In the thermal runaway prevention assembly according to the present application, as shown in FIG. 5 , the thickness of the weak portion 11 is smaller than that of other parts of the fireproof board 1 , and the weak portion 11 is ruptured under a set pressure. Specifically, when the material of the weak part 11 is the same as the material of the fireproof board 1, the thickness of the weak part 11 can be made smaller than the thickness of other parts of the fireproof board 1, so that the weak part 11 is ruptured under the set pressure, and the pressure relief and The effect of releasing high temperature flame and high temperature material, when the material of the weak part 11 is different from the material of the fire board 1, the tensile strength of the weak part 11 is smaller than the tensile strength of other parts of the outer fire board It can be broken under constant pressure.

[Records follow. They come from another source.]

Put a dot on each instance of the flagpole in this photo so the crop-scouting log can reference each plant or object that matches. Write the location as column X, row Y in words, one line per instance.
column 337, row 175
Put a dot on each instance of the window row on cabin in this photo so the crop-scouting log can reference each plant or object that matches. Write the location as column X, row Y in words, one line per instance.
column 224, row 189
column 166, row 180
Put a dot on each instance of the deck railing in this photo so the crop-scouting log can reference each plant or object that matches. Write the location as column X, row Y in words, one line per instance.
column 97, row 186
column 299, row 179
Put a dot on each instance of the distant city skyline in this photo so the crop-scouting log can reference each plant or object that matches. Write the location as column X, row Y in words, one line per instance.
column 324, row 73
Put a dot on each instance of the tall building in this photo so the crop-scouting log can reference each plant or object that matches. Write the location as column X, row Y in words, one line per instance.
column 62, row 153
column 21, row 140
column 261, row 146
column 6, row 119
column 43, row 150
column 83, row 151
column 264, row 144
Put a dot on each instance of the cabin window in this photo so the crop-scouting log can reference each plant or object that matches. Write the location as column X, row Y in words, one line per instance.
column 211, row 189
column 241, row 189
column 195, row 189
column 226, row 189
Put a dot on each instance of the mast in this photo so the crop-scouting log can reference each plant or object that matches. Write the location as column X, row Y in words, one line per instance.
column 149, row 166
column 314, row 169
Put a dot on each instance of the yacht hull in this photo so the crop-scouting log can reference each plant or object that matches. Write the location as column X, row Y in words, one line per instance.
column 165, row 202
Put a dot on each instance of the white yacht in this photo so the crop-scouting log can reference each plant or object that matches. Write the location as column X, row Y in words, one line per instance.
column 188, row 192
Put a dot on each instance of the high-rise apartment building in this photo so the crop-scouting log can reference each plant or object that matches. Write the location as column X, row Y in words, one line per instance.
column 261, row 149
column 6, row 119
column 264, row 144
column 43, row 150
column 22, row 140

In the thermal runaway prevention assembly according to the present application, the thickness difference between the weak portion 11 and the fireproof board 1 is less than 10 mm. The thickness difference between the weak part 11 and the fireproof board 1 is limited to prevent the thickness difference between the two from being too large, so that the weak part 11 cannot be broken under the set pressure or the impact of high-temperature substances, and at the same time, the fireproof board 1 is prevented from being too thick, This leads to an increase in the production cost of the battery.

In the thermal runaway prevention assembly according to the present application, as shown in FIG. 4 , the first protective wall 111 is disposed on the lower surface of the fireproof board 2 , the first protective wall 111 is disposed around the weak portion 11 , and the second protective wall 201 is disposed on the line On the upper surface of the bundle plate 2 , the second protective wall 201 is arranged around the through hole 20 . Specifically, the first protective wall 111 is disposed around the weak portion 11, and the second protective wall 201 is disposed around the through hole 20. When the thermal runaway occurs in the battery cell, the first protective wall 111 and the second protective wall 201 can withstand high temperature, so that the The function of enclosing the periphery of the flame limits the flame in the protective wall and prevents the flame from overflowing from the fire escape to other parts of the harness board 2 .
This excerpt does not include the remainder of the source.